Il en résulte qu'un prêt transfrontalier va nécessairement impliquer un nombre multiple d'étapes entre la décision sur le principe de l'octroi du prêt de la part de la banque et la régularisation de l'ensemble de la documentation liée aux contrats de prêt et à ses sûretés. Sur la régularisation des conditions du prêt proprement dites, nous avons déjà abordé, dans notre propos consacré à l'accès des banques étrangères au marché bancaire français, les problématiques de la prohibition des opérations de banque réalisées sur le territoire français par des banques non agréées ou non titulaires d'un « passeport européen ». Ces problématiques ne sont pas à négliger, puisqu'elles vont avoir un impact direct sur la régularisation du contrat de prêt établi par une banque étrangère et la possibilité pratique d'envisager cette régularisation sur le territoire français.
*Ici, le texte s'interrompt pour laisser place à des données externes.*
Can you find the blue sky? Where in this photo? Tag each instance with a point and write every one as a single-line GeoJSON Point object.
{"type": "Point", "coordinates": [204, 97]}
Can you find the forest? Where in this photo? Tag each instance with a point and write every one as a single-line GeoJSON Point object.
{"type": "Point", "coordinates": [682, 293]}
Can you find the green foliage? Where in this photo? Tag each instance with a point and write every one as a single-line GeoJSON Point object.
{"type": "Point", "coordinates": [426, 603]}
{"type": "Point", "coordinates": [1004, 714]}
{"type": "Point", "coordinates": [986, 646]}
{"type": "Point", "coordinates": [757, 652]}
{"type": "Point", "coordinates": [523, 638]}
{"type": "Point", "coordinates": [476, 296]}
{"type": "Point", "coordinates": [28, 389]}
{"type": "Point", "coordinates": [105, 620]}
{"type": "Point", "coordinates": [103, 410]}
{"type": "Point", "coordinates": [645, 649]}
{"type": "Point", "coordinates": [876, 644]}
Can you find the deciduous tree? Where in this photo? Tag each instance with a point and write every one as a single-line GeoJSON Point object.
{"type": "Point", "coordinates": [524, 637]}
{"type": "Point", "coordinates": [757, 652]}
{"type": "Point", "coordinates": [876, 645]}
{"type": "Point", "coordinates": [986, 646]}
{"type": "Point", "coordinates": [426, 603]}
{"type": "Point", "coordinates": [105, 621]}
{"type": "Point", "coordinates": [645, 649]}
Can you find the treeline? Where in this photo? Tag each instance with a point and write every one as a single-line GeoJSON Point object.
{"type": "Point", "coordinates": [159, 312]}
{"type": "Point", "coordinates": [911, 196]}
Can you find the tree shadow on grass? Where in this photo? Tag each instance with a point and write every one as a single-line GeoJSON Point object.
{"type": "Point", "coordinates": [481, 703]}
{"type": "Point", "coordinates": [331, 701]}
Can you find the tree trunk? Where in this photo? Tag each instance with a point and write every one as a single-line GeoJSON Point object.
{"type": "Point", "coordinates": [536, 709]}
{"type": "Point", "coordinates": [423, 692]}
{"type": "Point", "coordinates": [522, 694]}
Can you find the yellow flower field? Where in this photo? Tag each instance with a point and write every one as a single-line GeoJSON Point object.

En parallèle, de nombreux États ont souhaité encadrer les modalités d'accès au crédit immobilier par les consommateurs, principalement dans le cadre des acquisitions de biens ayant vocation à constituer l'habitation principale de l'emprunteur, le législateur présupposant sa vulnérabilité et son manque d'habitude pour ce type d'opération. Est-il besoin de rappeler que l'un des ferments de la crise de 2008 est l'octroi de prêts hypothécaires risqués auprès d'un public vulnérable et mal informé ou conseillé ?
La France est l'un des précurseurs de la mise en place d'un corps de règles protectrices à destination des emprunteurs consommateurs immobiliers communément appelé par les praticiens « loi Scrivener » 1549366028566. Cette approche n'est pas exclusive du droit français, et, à titre d'exemple, d'autres pays européens avaient adopté un corpus de règles d'ordre public protectrices du consommateur européen.
Le droit anglais distingue ainsi les prêts hypothécaires regulated des prêts hypothécaires non regulated. De même, le droit italien prévoit un formalisme et des règles particulières pour la formation du contrat de prêt immobilier à destination d'un consommateur.